I want to see your photograph while you are present; for I am
sure you don't look any more like the picture than the picture does like
you."
"Probably not," replied Somers, as the resolute maiden dragged him into
the house; where, without stopping to breathe, she presented him to her
mother, with the astounding declaration, that he was Allan Garland.
Mrs. Raynes gave him a cordial Virginia welcome; and, while he was
endeavoring to make himself as agreeable as possible to the old lady, Sue
rushed up-stairs to procure the faithless photograph. She returned in a
moment with the picture in her hand, and proceeded at once to institute a
comparison between the shadow and the substance.
"Now, stand up here, sir, and let me see," said she, as she playfully
whisked him round and scrutinized his features. "I told you it did not
look like you; and I am very sure now that it does not."

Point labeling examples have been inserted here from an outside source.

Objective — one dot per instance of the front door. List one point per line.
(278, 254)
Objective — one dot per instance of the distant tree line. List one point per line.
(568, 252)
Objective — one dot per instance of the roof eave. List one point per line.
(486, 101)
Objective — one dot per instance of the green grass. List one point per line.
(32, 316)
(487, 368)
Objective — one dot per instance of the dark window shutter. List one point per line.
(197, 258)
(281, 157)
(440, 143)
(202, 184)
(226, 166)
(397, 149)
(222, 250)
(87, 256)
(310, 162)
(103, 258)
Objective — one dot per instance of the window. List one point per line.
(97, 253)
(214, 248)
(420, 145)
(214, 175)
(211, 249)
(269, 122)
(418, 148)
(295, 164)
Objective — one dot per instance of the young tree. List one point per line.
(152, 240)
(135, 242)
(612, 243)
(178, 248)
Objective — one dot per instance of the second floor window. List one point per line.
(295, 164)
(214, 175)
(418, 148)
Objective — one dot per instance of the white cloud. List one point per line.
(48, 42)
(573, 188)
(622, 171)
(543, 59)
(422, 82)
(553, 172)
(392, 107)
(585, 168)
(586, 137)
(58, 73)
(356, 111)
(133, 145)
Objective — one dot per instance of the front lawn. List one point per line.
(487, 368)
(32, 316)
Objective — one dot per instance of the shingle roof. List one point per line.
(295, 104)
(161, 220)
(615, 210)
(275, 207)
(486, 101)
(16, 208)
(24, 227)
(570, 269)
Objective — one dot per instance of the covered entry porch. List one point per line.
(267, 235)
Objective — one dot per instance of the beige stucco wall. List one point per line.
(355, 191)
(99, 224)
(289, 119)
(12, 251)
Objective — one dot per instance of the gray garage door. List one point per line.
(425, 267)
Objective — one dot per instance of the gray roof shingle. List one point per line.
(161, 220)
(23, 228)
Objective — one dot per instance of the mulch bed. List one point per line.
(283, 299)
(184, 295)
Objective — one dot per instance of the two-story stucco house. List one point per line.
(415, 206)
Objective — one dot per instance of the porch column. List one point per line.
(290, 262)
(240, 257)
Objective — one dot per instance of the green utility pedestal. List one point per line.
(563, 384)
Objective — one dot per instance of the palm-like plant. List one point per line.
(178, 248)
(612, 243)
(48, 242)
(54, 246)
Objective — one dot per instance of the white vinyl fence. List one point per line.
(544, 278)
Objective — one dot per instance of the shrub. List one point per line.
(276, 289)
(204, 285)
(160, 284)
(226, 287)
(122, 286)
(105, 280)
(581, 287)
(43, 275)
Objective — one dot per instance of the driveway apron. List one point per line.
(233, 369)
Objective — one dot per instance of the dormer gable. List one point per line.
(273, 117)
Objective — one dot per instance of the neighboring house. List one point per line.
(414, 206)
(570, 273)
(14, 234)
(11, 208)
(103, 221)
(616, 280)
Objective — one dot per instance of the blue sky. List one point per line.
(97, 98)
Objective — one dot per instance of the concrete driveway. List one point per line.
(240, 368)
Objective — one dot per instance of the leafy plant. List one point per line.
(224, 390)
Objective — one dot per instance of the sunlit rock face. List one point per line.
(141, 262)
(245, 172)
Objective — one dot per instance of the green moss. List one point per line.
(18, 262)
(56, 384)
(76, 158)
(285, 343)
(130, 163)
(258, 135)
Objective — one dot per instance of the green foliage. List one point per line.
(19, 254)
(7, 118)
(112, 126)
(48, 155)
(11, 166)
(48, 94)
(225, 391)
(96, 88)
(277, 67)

"Let me see," added Somers, extending his hand for the picture.
"Will you promise to give it back to me?"
"Certainly I will! You don't imagine I would be so mean as to confiscate
it?"
"I should not care much if you did, now that I have found out it does not
look any more like you than it does like me," she answered, handing him
the photograph.
"Where did you get this picture, Sue?"
"Where did I get it? Well, that is cool! Didn't you send it to me
yourself?" And Sue began to exhibit some symptoms of amazement.
"I am very sure I never sent you this picture," added Somers gravely.
"You did not?"
"Never."
"Why, Allan Garland!"
"This is not my picture."
"I shouldn't think it was."
Thereupon Mr. Raynes began to laugh in the most immoderate manner;
opening his mouth wide enough to take in a very small load of hay, and
shaking his sides in the most extraordinary style.
"What are you laughing at, pa?" demanded Sue, blushing up to the eyes, as
though she already felt the force of some keenly satirical remark which
was struggling for expression in the mouth of the farmer.
"To think you have been looking at that picture three times a day for a
year, studying, gazing at it; kissing it, for aught I know; and then to
find out that it is not Allan after all!" roared the Virginia farmer
between the outbreaks of his mirth. "I haven't done anything but groan
since the war began, and it does me good to laugh. I haven't had a jolly
time before since the battle of Bull Run, as the Yankees call it."